Das deutsch-japanische Unternehmen Fujitsu-Siemens Computers (FSC) will bis September 2007 rund 300 Stellen abbauen. Betroffen ist das Plattformgeschäft - die Computerproduktion -, in der 5000 Mitarbeiter tätig sind. Der Personalrückgang soll aber ohne betriebsbedingte Kündigungen erreicht werden.

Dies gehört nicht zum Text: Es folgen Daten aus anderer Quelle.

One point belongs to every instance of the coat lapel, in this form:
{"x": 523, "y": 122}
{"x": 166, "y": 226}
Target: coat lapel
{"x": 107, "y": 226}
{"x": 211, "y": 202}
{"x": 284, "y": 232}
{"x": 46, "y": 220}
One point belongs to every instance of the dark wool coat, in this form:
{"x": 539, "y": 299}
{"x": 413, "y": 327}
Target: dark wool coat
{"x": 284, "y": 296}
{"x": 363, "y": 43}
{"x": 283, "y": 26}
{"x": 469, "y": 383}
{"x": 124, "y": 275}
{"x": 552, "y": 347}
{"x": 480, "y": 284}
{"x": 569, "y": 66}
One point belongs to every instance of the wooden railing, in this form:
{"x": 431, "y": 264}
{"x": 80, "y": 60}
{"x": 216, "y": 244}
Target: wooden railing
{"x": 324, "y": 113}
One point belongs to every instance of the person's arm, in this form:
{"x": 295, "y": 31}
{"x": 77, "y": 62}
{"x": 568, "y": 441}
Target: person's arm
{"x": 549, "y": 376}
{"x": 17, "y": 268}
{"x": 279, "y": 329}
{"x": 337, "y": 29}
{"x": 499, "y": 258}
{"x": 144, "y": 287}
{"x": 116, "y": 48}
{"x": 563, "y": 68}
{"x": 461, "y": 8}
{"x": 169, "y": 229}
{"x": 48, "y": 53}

Die 4000 Arbeitnehmer im Service, die FSC von Siemens Business Services (SBS) übernommen hatte, müssen ebenfalls mit einem Stellenabbau rechnen. Als Grund nannte FSC den "signifikanten Nachfragerückgang der Informationstechnik-Branchen in Deutschland". Tatsächlich musste der IT-Lieferant im zweiten Quartal einen Rückgang der PC-Verkäufe in Höhe von zwei Prozent hinnehmen. FSC hatte schon immer argumentiert, dass die teure PC-Produktion in Deutschland nur möglich ist, wenn die Herstellungskosten jedes Jahr um zehn Prozent gesenkt werden können.

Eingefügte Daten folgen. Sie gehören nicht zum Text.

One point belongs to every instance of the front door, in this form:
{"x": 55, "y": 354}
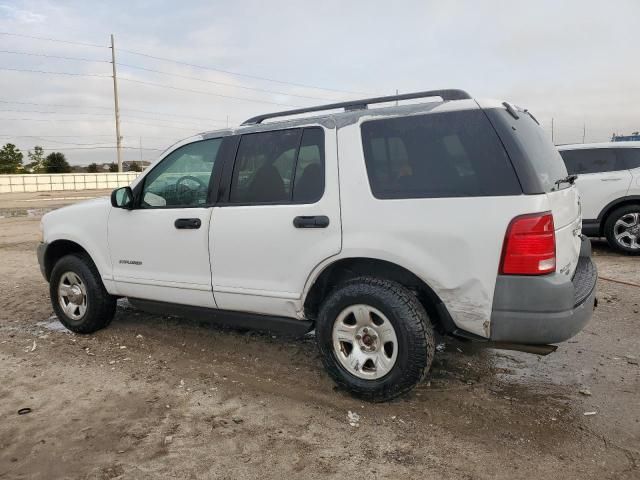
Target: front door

Firmenchef Bernd Bischoff beschwor schon Mitte Juli die Belegschaft in den Produktionsstätten Augsburg und Sömmerda, unbezahlte Mehrarbeit zu leisten, um den unerwarteten Nachfrageeinbruch zu kompensieren. Ab Ende September will FSC mit der IG Metall über eine Änderung der Tarifverträge verhandeln, da der "angekündigte Stellenabbau im Computergeschäft nicht ausreiche". Insbesondere hat das Unternehmen die 35-Stunden-Woche im Visier, die möglichst zugunsten einer 40-Stunden-Regelung gekippt werden soll. "Dass gleichzeitig ein Stellenabbau angekündigt wird, ist nicht die feine englische Art", moniert die IG Metall. (kk)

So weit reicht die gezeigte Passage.